Llyswen, Brecon resident James Luckhurst is the driving force behind Project EDWARD, which has been adopted throughout Europe and has even attracted road safety campaigners as far afield as Mongolia, where there are few roads but the driving standards are basic.
Standing for Every Day Without a Road Death, it took place last week throughout the United Kingdom with safety campaigners, 43 police forces, ambulance and fire services and communities lending their support to a variety of events all designed to draw attention to and reduce road casualties from a variety of causes.
Speed is a factor in many accidents but poor driving standards, using mobile phones, poor concentration and badly maintained vehicles are also causes tackled by Project EDWARD.
This year’s week-long campaign last week was supported by Kia Motors UK with Nextbase Dash Cams and James Luckhurst was again in the driving seat and as enthusiastic as ever after six years of raising its profile.
“I was out running in my village in 2015 and as I passed the primary school the idea popped into my head that we should at least make a dedicated week to reducing road deaths,” said James.
“ I was working for a European road safety organisation at the time and thought of creating European Day Without a Road Death. It just took off in 20216 and all the member states, which included the UK at the time, adopted it.
“After Brexit I decided to modify it quite easily into Every Day Without a Road Death and it has been held ever since in the third week of September.”
He now hopes to work with European partners and seek long term funding to keep it running on foreign roads but he’s also getting enquiries from outside the EU to incorporate Project EDWARD into their safety programmes.
Schoolchildren are particularly vulnerable and St Brides Major Church in Wales Primary School with its 250 pupils is close to a busy road on the South Wales coastline and hosted a Welsh stopover for the Project EDWARD team.
Headmaster Duncan Mottram explained, “We have a very good local community here with the parents group and have worked with the police and their partners, local council, bus operators and we have an on-going programme to improve road safety and reduce the risk of accidents.
“We managed to get the bus stop moved from outside the school which narrowed the road and created dangers to other traffic and crossing pedestrians and had a car park created by residents to get their cars off the road.
“We have also worked with the local stone quarry and their HGVs are now voluntarily routed around the village but the latest development is the introduction of a 20mph speed limit throughout the village, which will make a big difference to reducing accidents.”
Speed enforcement is carried out by the GoSafe Wales partnership and spokes woman Teresa Ciano stressed they fully endorsed Project EDWARD as part of their year-round monitoring of roads.
GoSafe Wales monitors about 600 sites for speeding using 32 vans and 11 motorcycles with nearly 150 officers and they use the latest camera technologies to identify and log speeders.

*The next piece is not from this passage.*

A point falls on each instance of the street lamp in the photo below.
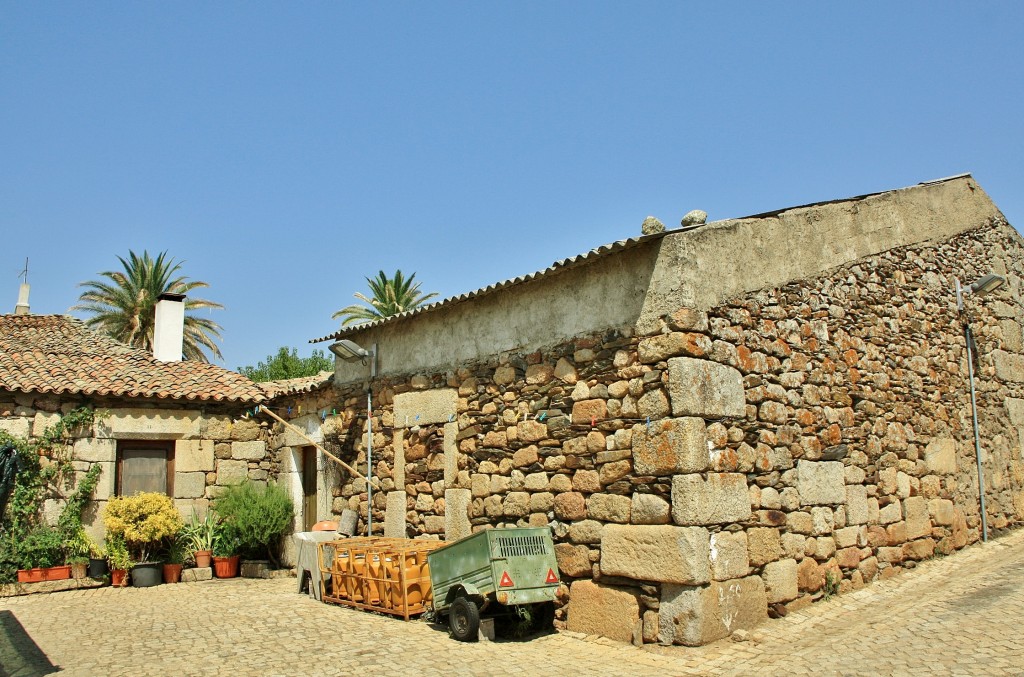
(980, 287)
(351, 351)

“Our vans and motorbikes are very clearly marked up because we are there to deter speeding not just catch the speeders,” she said.

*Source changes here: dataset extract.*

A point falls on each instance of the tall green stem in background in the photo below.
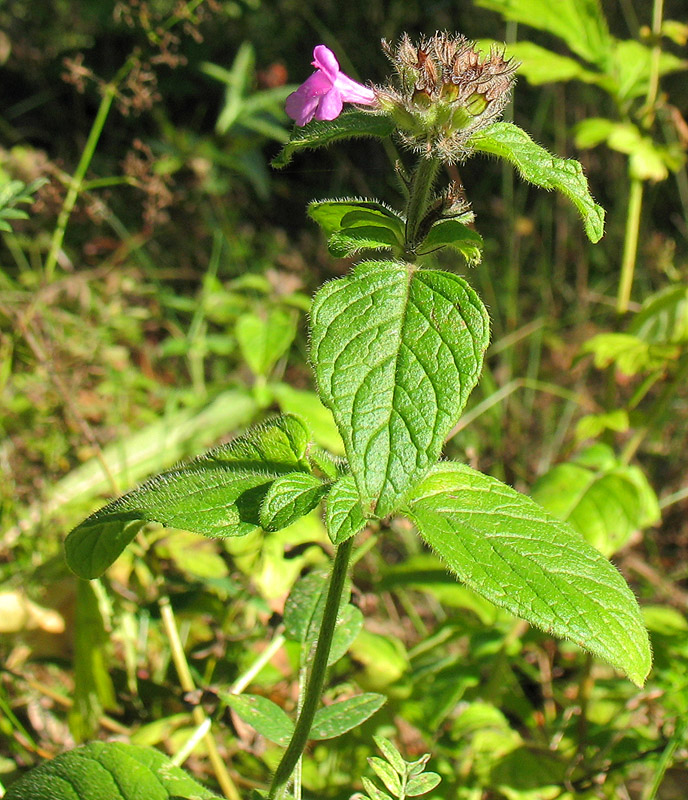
(316, 680)
(635, 197)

It is funded by Welsh Government and also receives a percentage of the funds paid by motorists who attend Speed Awareness Courses instead of receiving fines and penalty points.
“We are not in it to make money but to make our roads safer and our aim is to make safety a choice rather than a chance when someone is driving,” she added.
Inspector Jason Williams of Gwent Police, who was also involved in Project EDWARD, concluded, “The last thing a police office wants to do is knock on someone’s door and tell them a family member has died in a needless road accident which could have been avoided.”